Eine wirklich „neue” Herausforderung ist die Globalisierung. Neu sind Ausmaß und Geschwindigkeit, mit der Geldströme um die Welt geschickt werden, um sie dort anzulegen, wo schnelle Gewinn möglich sind. Neu ist, dass „Niedriglohnländer” direkt vor der europäischen Haustür liegen und nicht mehr durch den „Eisernen Vorhang” abgetrennt sind. Die Produktion kann problemlos dorthin verlagert werden. Und neu ist, dass nicht nur einfache Arbeiten, sondern hoch qualifizierte Tätigkeiten in Niedriglohnländern ausgeführt werden können. Dank des Einsatzes der elektronischen Datenverarbeitung im Produktionsprozess und bei der Übermittlung von Informationen und dank der weltweiten Flug- und Schifffahrtsverbindungen kann Arbeit sehr kostengünstig weltweit an unterschiedlichen Arbeitsstätten ausgeführt und wieder zusammengeführt werden. Kapital-, Handels- und Investitionsströme kennen keine Grenzen. Das Nachsehen haben die Arbeitnehmerinnen und Arbeitnehmer. Sie können im Zeitalter der Globalisierung jederzeit durch Arbeitskräfte in den Niedriglohnländern Asiens und Afrikas ersetzt werden.

Von diesem Strukturwandel sind nicht nur die Industriestandorte der Neuen Bundesländer betroffen. Auch die „alten” Industriezentren in Westdeutschland bekommen ihn zu spüren. Der Niedergang etwa von Bergbau, Stahlerzeugung und Werften trifft Ruhr, Saar und die deutschen Küstenregionen schwer. Relativ gut behaupten sich Baden-Württemberg und Bayern. Sie haben schon in den 1960er/70er Jahren, auch mit finanzieller Unterstützung der damals reichen „alten” Industrieregionen, ihre Wirtschaft modernisiert.

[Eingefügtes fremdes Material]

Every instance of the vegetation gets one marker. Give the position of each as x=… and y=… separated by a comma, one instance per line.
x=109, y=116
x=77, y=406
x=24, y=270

Nach dem Tief um die Jahrtausendwende ist die deutsche Wirtschaft 2015 trotz der Banken- und Schuldenkrisen wieder gut aufgestellt. Dank Euro, Innovationskraft und der Qualität deutscher Produkte erzielt sie im März 2015 den höchsten Exportwert in ihrer Geschichte. Weltweit rangiert sie auf Platz 3, hinter China und der USA. Das Bild wird indessen verdunkelt, wenn man die Produktionsverlagerung in Länder mit niedrigen Sozial- und Umweltstandards und die Zuspitzung der sozialen Unterschiede – weltweit und auch in Deutschland – berücksichtigt.